# 1. Data Resampling

The data is captured from the [bespoke Hubs Cloud Client](https://github.com/ayman/hubs/tree/hubs-cloud/src/systems/research) is sampled at the end user's frames per seconds.  This sampling rate data varies between users with different hardware capabilities.  To effectively analyse the data, it must first be resampled at a consistent rate.

We chose to organise the dataset into "frames" based on the datetime index using Pandas.  This notebook demonstrates how data from the Hubs logger is processed in preparation for analysis. 

The data released with this notebook has been modified for distribution as an open dataset.  The logging code produces a JSON file, which we have converted to CSV.  The CSV was also given simplified column names, columns not used for this analysis were removed, and any columns with personally identifying information were removed.

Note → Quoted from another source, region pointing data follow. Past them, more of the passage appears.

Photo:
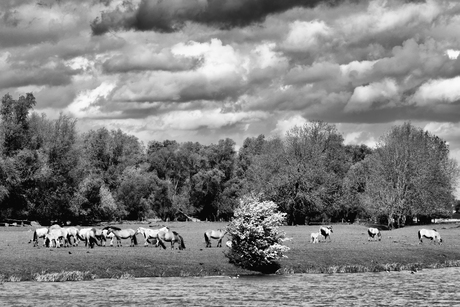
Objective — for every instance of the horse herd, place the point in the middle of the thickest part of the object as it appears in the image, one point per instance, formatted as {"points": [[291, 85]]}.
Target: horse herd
{"points": [[56, 236], [375, 234]]}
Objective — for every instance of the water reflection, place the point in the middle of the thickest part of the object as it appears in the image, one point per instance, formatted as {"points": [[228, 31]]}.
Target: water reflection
{"points": [[424, 288]]}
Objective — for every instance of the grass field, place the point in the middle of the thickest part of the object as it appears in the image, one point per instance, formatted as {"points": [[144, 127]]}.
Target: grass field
{"points": [[348, 251]]}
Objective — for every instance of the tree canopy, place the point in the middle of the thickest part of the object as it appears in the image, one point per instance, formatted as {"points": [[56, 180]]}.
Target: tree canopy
{"points": [[51, 172]]}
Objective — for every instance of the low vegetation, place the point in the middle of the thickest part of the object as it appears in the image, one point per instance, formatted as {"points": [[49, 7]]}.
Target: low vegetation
{"points": [[348, 251]]}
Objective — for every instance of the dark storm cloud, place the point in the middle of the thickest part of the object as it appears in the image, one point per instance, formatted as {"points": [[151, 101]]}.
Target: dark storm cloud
{"points": [[170, 16]]}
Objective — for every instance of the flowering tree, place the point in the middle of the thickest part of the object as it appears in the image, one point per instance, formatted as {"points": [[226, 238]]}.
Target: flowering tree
{"points": [[257, 241]]}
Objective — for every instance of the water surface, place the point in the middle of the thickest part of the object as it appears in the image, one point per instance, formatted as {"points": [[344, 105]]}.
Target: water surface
{"points": [[424, 288]]}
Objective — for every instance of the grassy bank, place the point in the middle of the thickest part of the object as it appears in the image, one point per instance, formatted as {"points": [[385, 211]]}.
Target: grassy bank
{"points": [[349, 251]]}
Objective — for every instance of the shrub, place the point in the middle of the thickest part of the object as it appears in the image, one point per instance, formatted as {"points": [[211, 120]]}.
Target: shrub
{"points": [[257, 241]]}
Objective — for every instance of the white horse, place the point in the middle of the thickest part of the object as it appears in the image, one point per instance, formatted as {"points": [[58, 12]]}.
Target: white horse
{"points": [[39, 233], [326, 232], [149, 234], [431, 234], [72, 232], [88, 235], [374, 233], [54, 236], [314, 237]]}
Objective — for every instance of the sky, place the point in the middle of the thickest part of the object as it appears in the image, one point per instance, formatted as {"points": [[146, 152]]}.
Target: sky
{"points": [[205, 70]]}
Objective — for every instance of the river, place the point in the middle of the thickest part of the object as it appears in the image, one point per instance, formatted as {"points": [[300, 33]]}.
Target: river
{"points": [[423, 288]]}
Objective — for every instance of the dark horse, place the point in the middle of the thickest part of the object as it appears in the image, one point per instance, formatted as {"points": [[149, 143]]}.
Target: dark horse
{"points": [[170, 236], [214, 234]]}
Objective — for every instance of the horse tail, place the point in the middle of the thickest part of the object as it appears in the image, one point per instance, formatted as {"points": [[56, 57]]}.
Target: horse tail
{"points": [[160, 242], [182, 243], [206, 239], [92, 238]]}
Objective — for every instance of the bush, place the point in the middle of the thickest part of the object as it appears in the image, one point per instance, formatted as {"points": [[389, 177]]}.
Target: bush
{"points": [[257, 241]]}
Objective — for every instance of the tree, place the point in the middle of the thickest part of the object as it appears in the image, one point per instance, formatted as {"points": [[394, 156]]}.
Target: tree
{"points": [[15, 122], [410, 174], [257, 241], [302, 172]]}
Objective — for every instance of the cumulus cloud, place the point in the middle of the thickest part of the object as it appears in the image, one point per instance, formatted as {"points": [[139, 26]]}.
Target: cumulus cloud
{"points": [[438, 91], [377, 95], [205, 69]]}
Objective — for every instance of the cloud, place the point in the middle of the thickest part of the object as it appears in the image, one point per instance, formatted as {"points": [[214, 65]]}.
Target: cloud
{"points": [[170, 16], [377, 95], [438, 91], [304, 36], [141, 58]]}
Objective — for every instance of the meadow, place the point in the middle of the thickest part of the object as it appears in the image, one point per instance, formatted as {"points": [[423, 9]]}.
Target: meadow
{"points": [[348, 251]]}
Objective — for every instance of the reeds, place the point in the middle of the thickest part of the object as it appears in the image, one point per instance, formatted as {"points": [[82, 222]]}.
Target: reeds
{"points": [[63, 276], [387, 267]]}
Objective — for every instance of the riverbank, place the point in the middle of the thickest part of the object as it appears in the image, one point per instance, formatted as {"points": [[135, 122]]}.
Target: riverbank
{"points": [[348, 251]]}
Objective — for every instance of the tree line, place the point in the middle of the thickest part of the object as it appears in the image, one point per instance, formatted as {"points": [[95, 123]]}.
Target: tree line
{"points": [[51, 173]]}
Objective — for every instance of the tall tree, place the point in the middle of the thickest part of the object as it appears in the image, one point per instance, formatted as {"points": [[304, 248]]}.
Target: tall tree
{"points": [[15, 122], [410, 174]]}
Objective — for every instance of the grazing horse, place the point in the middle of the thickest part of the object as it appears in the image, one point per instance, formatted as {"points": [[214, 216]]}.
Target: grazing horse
{"points": [[170, 236], [214, 234], [108, 235], [88, 235], [150, 234], [431, 234], [72, 232], [119, 234], [101, 235], [326, 231], [53, 237], [314, 237], [374, 233], [39, 233]]}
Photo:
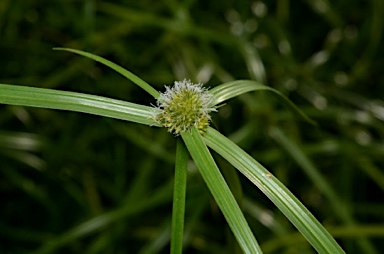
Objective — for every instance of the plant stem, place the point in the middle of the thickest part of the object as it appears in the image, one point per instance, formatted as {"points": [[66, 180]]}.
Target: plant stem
{"points": [[179, 191]]}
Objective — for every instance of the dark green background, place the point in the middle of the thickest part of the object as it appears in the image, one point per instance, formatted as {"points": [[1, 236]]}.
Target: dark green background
{"points": [[58, 170]]}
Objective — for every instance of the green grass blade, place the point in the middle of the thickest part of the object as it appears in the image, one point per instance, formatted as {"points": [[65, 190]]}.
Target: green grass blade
{"points": [[234, 88], [129, 75], [220, 191], [339, 207], [96, 105], [288, 204], [179, 192]]}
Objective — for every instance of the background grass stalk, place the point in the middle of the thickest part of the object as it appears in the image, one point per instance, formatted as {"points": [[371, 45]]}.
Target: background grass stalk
{"points": [[288, 204]]}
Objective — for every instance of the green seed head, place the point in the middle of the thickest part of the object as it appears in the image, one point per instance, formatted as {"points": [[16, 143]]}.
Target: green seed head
{"points": [[183, 106]]}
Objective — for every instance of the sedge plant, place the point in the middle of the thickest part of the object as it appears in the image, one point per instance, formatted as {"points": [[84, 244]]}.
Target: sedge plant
{"points": [[184, 109]]}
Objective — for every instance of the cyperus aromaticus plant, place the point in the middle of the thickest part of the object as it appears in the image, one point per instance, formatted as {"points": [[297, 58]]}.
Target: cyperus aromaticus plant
{"points": [[184, 109]]}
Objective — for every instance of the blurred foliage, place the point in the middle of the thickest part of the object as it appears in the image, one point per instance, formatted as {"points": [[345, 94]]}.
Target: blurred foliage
{"points": [[76, 183]]}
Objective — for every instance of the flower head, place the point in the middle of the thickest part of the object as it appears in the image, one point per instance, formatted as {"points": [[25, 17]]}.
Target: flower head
{"points": [[183, 106]]}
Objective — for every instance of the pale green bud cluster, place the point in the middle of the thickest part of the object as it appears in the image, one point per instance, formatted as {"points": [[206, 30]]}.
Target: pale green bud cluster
{"points": [[183, 106]]}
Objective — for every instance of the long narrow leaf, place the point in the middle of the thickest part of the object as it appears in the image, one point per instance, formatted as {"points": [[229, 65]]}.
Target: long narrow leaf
{"points": [[129, 75], [234, 88], [288, 204], [179, 190], [96, 105], [220, 191]]}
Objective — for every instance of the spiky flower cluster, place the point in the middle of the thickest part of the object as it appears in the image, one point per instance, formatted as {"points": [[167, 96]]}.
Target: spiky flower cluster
{"points": [[183, 106]]}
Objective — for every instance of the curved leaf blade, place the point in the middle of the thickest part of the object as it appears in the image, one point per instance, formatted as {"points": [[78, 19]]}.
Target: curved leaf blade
{"points": [[71, 101], [287, 203], [232, 89], [220, 191], [129, 75]]}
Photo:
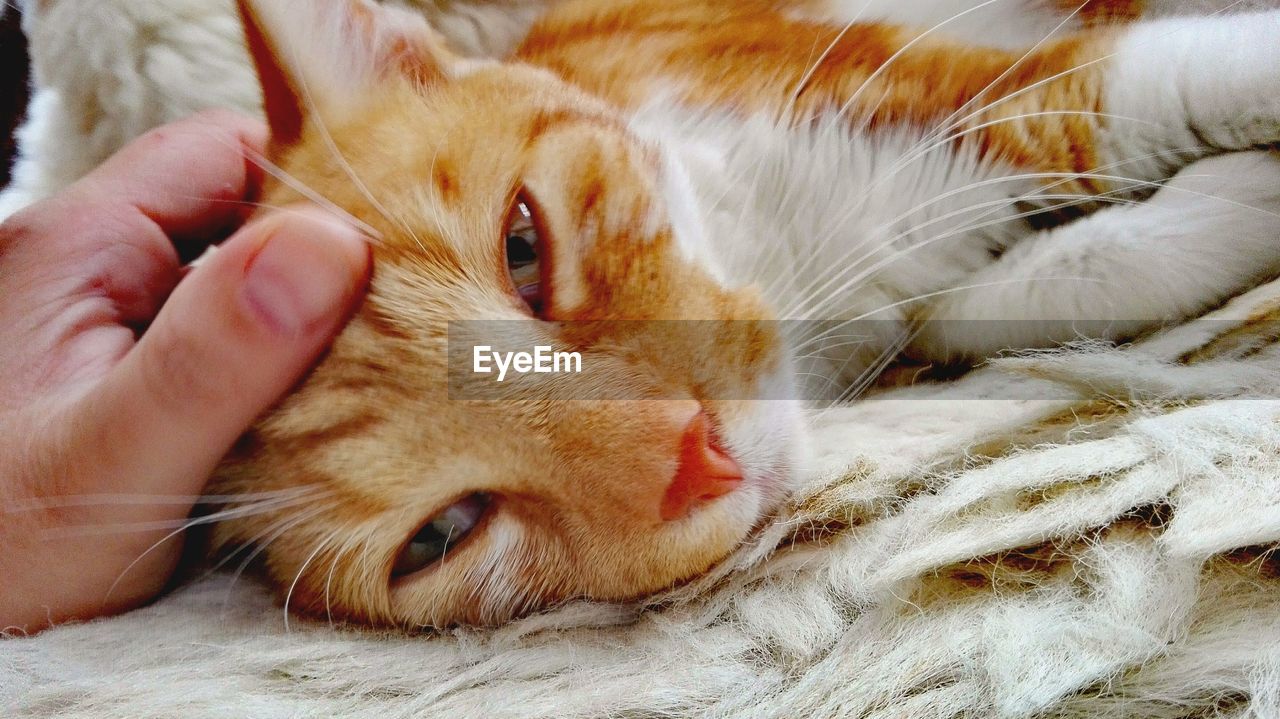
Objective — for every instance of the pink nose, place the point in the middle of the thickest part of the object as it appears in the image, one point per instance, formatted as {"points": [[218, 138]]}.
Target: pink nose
{"points": [[704, 471]]}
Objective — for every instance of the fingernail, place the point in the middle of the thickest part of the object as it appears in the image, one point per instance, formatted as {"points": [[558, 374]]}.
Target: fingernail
{"points": [[305, 271]]}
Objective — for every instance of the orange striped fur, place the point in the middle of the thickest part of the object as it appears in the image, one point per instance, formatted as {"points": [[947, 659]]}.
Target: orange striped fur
{"points": [[430, 154]]}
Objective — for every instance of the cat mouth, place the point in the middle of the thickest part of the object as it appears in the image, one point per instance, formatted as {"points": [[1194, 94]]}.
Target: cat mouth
{"points": [[704, 471]]}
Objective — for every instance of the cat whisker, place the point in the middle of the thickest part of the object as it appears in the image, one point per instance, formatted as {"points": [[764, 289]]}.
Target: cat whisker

## Using this Notebook, Code, or Data
This notebook and all of the resources included here are released on a [Mozilla Public License 2.0](https://www.mozilla.org/en-US/MPL/2.0/).  The data is released under [CC-BY-NC-SA 4.0](https://creativecommons.org/licenses/by-nc-sa/4.0/).  To cite the paper, the bespoke logging client, the dataset, or this notebook please see the [README.md](https://github.com/ayman/hubs-research-2021/blob/main/README.md) or the [DOI in the ACM Digital Library](https://doi.org/10.1145/3411764.3445729).

In [1]:
import datetime
import matplotlib.pyplot as plt
import numpy as np
import os
import pandas as pd
import pytz
import seaborn as sn

The dataset provided with this example has already been assigned usable names for columns and removed all unused columns. Columns, like `display_name`, have been removed for anonymisation. The raw data from the updated logging code will have different column names and more columns than seen here. For reference, here is our format.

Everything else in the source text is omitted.